At the risk of (or perhaps for the sake of) stirring up a bit of controversy, I’ll confess that it struck me that some of his comments regarding compulsory institutional schooling could apply to some school-at-home approaches which slavishly reproduce the institutional model without taking advantage of the freedom and individuality which home education makes possible.
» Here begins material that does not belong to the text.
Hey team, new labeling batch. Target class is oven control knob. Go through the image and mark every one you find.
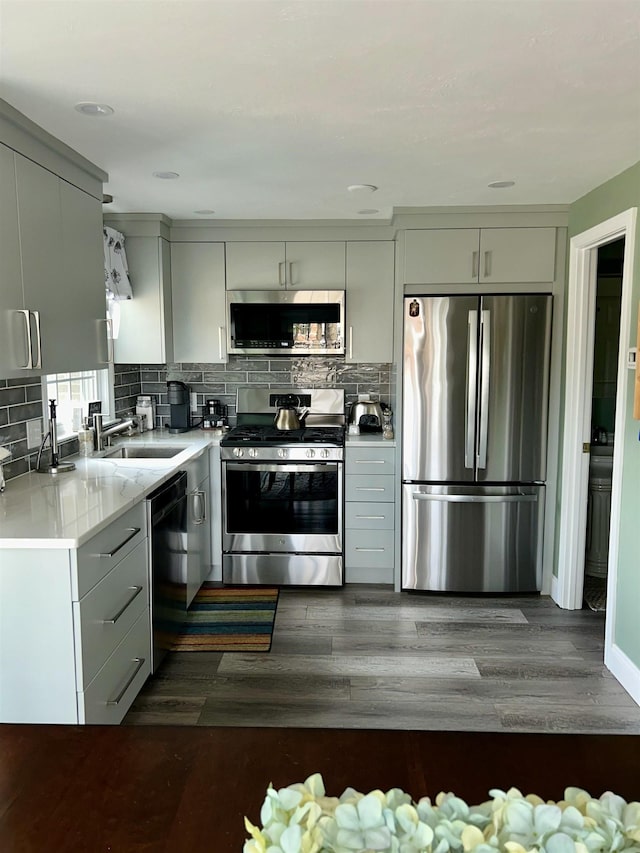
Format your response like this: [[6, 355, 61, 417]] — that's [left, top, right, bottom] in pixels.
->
[[306, 449, 316, 459], [320, 449, 330, 459], [278, 448, 288, 458], [248, 448, 258, 458], [233, 447, 244, 458]]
During 26 years as a public schoolteacher, Gatto “began to wonder, reluctantly, whether it was possible that being in school itself was what was dumbing them down. Was it possible that I had been hired not to enlarge children’s power, but to diminish it? That seemed crazy on the face of it, but slowly I began to realize that the bells and the confinement, the crazy sequences, the age-segregation, the lack of privacy, the constant surveillance, and all the rest of the national curriculum of schooling were designed exactly as if someone had set out to prevent children from learning how to think and act, to coax them into addiction and dependent behavior.” (p. xii)
Let’s all consider whether our own approaches to educating our children are at risk of preventing our children from learning how to think and act, of coaxing them into dependent behavior.